ZNEWS.ID JAKARTA – Kuliner Kota Malang bukan hanya bakwan atau rawon. Ada satu lagi menu khasnya, nasi buk namanya. Penganan nasi campur jeroan sapi dengan bumbu khas sayur nangka, rebung (bambu muda), dan medol ini awalnya dibawa oleh warga asal Madura.
Kini, nasi buk sudah menjadi ciri khas kuliner Malang, bahkan sampai ke antero Surabaya. Syahdan, penganan nasi buk ternyata dibawa dari Desa Banjeman, Bangkalan, saat sejumlah orang dari desa itu hijrah ke Malang dan tinggal di kawasan Kota Lama. Tepatnya di Gang Madiun, Jalan Laksamana Martadinata.
Di gang itulah, lambat laun muncul nasi buk yang nyatanya digemari oleh banyak kalangan. Khususnya, untuk sarapan pagi.
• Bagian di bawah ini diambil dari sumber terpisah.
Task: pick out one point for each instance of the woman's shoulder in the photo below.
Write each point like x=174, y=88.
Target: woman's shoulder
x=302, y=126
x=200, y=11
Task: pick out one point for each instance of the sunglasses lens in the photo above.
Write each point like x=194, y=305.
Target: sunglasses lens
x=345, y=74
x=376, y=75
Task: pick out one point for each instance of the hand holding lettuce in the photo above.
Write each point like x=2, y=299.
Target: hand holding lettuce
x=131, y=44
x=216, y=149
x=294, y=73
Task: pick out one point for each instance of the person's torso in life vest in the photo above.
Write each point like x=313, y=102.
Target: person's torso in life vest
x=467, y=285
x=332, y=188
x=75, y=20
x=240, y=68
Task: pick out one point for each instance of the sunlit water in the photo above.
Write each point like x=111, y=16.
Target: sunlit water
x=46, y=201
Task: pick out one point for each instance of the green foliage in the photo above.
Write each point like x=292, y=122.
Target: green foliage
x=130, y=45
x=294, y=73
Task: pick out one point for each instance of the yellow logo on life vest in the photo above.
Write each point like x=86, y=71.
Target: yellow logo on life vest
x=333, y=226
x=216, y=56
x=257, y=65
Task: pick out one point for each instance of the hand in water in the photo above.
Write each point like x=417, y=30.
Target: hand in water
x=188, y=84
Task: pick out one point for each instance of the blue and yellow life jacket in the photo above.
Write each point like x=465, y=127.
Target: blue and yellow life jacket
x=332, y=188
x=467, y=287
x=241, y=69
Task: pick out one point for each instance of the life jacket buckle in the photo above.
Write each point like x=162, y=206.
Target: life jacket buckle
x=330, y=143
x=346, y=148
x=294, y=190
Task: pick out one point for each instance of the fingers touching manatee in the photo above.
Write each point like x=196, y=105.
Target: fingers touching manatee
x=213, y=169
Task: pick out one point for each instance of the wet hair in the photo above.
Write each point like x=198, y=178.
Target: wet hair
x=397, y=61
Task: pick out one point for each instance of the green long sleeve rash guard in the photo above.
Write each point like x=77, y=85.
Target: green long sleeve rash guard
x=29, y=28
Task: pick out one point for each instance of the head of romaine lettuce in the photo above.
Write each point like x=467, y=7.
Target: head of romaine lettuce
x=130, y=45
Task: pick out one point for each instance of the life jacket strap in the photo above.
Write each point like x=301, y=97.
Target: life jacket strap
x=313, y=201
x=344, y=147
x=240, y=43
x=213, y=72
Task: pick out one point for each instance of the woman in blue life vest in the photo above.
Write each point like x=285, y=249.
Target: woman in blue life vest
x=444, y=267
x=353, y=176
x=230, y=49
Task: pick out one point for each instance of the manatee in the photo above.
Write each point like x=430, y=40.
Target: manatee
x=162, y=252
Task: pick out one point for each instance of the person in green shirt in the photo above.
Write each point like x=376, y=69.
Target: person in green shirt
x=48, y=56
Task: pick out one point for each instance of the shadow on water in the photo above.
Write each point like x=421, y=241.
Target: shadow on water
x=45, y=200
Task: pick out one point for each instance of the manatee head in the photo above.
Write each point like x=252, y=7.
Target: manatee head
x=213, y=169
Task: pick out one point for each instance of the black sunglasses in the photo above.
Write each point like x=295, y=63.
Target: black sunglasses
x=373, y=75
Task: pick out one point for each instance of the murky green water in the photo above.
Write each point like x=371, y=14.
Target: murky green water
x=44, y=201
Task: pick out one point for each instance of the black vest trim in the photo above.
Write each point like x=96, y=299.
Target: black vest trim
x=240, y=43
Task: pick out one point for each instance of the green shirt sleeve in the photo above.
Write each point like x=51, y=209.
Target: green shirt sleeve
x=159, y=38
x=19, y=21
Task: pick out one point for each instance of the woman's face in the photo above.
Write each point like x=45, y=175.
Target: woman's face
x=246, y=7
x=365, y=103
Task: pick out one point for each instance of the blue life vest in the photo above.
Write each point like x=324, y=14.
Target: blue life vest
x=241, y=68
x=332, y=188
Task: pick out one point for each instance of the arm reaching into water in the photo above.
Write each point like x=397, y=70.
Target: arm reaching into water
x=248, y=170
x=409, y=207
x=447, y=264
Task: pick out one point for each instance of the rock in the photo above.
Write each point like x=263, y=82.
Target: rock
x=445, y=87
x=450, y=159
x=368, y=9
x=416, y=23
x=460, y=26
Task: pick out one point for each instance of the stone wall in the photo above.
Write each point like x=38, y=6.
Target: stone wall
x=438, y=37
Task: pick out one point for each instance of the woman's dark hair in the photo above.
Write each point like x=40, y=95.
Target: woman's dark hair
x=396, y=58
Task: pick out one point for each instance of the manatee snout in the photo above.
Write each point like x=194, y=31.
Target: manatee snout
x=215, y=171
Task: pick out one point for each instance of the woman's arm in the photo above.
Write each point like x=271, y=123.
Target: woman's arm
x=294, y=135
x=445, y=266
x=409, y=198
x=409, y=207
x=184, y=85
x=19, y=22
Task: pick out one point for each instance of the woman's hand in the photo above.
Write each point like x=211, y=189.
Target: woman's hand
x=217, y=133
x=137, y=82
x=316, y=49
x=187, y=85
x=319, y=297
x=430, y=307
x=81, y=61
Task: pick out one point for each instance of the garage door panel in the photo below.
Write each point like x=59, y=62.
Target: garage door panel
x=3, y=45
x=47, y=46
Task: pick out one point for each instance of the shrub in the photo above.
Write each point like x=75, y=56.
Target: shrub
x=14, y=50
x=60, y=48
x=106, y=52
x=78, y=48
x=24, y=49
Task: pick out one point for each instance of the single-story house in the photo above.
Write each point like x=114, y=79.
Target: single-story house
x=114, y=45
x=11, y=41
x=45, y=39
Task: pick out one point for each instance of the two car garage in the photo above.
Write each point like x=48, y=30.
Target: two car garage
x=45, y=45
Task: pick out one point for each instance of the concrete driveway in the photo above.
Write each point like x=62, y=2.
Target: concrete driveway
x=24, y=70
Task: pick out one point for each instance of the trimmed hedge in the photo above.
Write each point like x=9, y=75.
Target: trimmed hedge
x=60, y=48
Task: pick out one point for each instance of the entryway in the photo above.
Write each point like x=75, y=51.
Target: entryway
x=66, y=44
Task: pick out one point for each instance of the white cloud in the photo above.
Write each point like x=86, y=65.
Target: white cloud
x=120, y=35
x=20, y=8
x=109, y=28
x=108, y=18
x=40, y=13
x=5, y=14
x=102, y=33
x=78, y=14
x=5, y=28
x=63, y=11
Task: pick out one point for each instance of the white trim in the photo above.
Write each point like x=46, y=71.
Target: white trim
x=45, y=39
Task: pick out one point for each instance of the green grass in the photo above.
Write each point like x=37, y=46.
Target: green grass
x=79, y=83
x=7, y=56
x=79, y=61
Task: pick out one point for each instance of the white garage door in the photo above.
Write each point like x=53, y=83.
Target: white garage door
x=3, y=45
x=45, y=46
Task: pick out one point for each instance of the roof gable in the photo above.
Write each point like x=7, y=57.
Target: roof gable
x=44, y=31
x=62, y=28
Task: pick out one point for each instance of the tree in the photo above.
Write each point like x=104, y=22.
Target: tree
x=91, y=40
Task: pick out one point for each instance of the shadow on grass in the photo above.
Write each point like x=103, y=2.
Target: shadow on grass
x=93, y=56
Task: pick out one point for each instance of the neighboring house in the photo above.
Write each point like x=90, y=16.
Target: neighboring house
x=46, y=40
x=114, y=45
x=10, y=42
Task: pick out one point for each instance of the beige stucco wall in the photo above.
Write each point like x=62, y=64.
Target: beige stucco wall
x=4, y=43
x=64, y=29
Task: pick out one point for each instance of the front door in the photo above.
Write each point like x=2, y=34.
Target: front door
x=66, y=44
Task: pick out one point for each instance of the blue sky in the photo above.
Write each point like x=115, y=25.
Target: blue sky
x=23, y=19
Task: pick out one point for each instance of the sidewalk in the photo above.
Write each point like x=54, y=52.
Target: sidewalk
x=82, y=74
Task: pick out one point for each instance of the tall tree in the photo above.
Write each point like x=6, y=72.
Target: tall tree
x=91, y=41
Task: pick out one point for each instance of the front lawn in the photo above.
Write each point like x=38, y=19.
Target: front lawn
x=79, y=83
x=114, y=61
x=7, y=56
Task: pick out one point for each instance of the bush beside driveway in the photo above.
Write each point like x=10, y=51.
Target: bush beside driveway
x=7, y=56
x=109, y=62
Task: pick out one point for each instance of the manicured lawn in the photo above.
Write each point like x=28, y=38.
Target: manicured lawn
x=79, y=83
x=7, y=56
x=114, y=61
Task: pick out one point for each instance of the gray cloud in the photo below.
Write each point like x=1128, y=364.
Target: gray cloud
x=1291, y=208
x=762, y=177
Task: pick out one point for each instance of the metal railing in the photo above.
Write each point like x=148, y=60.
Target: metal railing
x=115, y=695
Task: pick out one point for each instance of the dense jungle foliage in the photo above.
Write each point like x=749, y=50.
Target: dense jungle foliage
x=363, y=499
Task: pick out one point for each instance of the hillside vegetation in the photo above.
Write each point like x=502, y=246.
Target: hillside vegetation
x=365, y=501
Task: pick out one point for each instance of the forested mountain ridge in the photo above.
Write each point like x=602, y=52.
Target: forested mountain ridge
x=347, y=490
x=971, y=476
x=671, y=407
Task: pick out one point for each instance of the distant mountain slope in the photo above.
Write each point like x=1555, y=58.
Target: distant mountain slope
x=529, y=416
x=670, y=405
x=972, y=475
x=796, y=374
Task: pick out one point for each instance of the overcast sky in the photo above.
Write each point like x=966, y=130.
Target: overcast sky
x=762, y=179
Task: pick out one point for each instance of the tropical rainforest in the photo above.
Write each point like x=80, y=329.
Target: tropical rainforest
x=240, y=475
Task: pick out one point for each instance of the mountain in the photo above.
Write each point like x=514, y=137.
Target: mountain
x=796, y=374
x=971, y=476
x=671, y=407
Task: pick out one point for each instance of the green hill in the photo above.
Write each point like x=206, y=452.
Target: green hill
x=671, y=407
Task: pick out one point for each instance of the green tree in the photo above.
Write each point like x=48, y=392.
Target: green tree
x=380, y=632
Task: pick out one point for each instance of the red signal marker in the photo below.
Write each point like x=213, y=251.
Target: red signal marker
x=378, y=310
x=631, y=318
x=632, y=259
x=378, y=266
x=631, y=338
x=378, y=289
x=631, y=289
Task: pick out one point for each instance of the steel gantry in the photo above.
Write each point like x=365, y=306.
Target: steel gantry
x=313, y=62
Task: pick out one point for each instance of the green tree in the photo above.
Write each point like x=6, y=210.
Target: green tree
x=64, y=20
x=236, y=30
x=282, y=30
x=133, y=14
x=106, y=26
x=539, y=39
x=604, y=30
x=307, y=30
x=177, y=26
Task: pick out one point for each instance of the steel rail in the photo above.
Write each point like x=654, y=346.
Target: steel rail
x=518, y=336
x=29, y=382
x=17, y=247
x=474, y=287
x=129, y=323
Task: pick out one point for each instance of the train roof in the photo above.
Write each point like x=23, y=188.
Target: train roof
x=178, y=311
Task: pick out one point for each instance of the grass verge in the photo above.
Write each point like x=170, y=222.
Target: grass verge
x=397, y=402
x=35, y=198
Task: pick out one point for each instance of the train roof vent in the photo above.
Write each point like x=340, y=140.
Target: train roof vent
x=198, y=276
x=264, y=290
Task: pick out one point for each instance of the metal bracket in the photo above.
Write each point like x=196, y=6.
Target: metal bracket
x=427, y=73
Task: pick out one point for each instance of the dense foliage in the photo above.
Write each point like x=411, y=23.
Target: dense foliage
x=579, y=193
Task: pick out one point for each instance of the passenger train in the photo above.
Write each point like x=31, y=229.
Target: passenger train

Sebelum mereka berjualan di warung, nasi buk ini dulu dijajakan secara keliling. Nasi dan lauk pauk ditempatkan di keranjang rotan dan digendong.
Alkisah, kawasan Pecinan dan Kota Lama menjadi salah satu tempat yang sering dilalui oleh penjual panganan itu. Siapa sangka, nama kuliner itu muncul dari sapaan pembeli yang memanggilnya dengan sebutan ‘buk’. Di Jawa Timur, sapaan ‘Buk’ adalah panggilan khas untuk perempuan Madura.
Ada sejumlah warung legendaris nasi buk di sekitar Malang, seperti Nasi Buk Matinah di Stasiun Kota Baru, Nasi Buk Araya di Perumahan Blimbing, dan jejeran warung nasi buk di depan RS Panti Nirmala. Bahkan kabarnya, warung nasi buk kini lebih menjamur di Malang dan Surabaya dibandingkan di Madura sendiri.
Bahan-bahan nasi buk semuanya dari berasal dari lokal. Sehingga, mudah dibeli di pasar tradisional atau modern. Kudapan ini sebenarnya tak ubahnya nasi campur seperti di daerah lain.